Bis zu 60 Sicherheitskräfte sind hier dann im Einsatz, um die Besucherströme zu kanalisieren und für eine sichere An- und Abreise zu sorgen. Von der Lage- und Einsatzzentrale der Bahn-Sicherheit am Ostbahnhof würden die Streifen, die zur Wiesn-Zeit um insgesamt 120 Kräfte aufgestockt werden, koordiniert, sagt Torsten Malt, Leiter DB Sicherheit in Bayern. Auch am Hauptbahnhof, entlang der Stammstrecke und in Zügen seien Kollegen unterwegs. "Wir begleiten auch Regionalzüge bis an die Endhaltestelle, damit die Reisekette bis ans Ende gesichert ist." Einen Wunsch an die Wiesn-Besucher hat Malt auch: "Bleiben Sie gelassen, auch wenn es voll wird. Und es wird voll."
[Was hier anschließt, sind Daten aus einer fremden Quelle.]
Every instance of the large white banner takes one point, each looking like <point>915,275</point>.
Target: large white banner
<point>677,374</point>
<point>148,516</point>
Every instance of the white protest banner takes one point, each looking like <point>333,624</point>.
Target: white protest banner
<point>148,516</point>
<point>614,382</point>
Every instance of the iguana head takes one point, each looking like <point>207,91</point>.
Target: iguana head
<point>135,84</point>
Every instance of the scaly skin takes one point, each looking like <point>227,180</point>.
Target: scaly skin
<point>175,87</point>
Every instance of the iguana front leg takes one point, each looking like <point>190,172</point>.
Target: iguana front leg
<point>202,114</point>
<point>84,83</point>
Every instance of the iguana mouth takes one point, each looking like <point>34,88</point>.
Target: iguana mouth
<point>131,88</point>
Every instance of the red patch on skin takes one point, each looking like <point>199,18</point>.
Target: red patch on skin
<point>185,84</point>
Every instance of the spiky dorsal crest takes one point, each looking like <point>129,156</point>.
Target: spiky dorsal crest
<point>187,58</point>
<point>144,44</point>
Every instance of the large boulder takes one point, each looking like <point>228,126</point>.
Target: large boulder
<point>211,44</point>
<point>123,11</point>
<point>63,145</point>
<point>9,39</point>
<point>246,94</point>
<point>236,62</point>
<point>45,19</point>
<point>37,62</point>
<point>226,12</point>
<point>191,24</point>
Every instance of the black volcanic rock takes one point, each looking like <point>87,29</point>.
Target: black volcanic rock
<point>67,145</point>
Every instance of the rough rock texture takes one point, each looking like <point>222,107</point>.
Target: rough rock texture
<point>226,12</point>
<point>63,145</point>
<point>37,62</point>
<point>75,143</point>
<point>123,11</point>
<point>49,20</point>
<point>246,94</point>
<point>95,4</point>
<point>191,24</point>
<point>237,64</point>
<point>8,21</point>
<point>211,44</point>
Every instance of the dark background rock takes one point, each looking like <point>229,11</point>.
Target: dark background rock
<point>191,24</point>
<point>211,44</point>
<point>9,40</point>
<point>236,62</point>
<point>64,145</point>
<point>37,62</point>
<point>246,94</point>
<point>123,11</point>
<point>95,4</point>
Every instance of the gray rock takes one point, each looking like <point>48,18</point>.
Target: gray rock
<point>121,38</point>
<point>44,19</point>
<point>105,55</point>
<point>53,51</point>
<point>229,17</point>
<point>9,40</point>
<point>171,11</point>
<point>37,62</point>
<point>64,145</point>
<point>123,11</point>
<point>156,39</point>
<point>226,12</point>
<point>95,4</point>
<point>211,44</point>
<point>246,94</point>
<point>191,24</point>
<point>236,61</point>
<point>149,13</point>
Man kann sich das im Moment, in dem Malt seine Bitte äußert, noch kaum vorstellen. Auf dem Dach des Stellwerks an der Hackerbrücke, fünf Stockwerke über den Gleisen, haben die Verantwortlichen zum Pressegespräch geladen. Unten fahren in der Hitze des Mittags gemächlich Züge ein und aus, auf den Bahnsteigen träges Treiben. Vom weltgrößten Bierfest, das kommenden Samstag eröffnet wird, kündet nur ein Stück Riesenrad hinter der südlichen Häuserfront.
Für Steffen Quaas werden die 18 Wiesn-Tage schon rein persönlich eine "Herausforderung". Erstens sei er gebürtiger Thüringer und damit wiesnfern aufgewachsen. Und zweitens einer, "der keinen Alkohol verträgt". Letzteres fügt sich gut, weil Quaas als neuer Chef der Bundespolizeiinspektion München erstmals den Oktoberfesteinsatz leitet und den Überblick behalten muss.
"Rund 200 Beamtinnen und Beamte werden in den Spitzenzeiten neben dem Hauptbahnhof und auch an der Hackerbrücke sowie im Bereich der S-Bahnstrecke unterwegs sein." Unterstützung bekommen sie von Kolleginnen und Kollegen aus der ganzen Bundesrepublik. Zur Deeskalation setze man unter anderem auf Bewährtes: Im legendären Lautsprecherwagen auf der Hackerbrücke läuft Wiesn-Musik, die "auf ganz spezielle Weise die Besucherströme lenken wird".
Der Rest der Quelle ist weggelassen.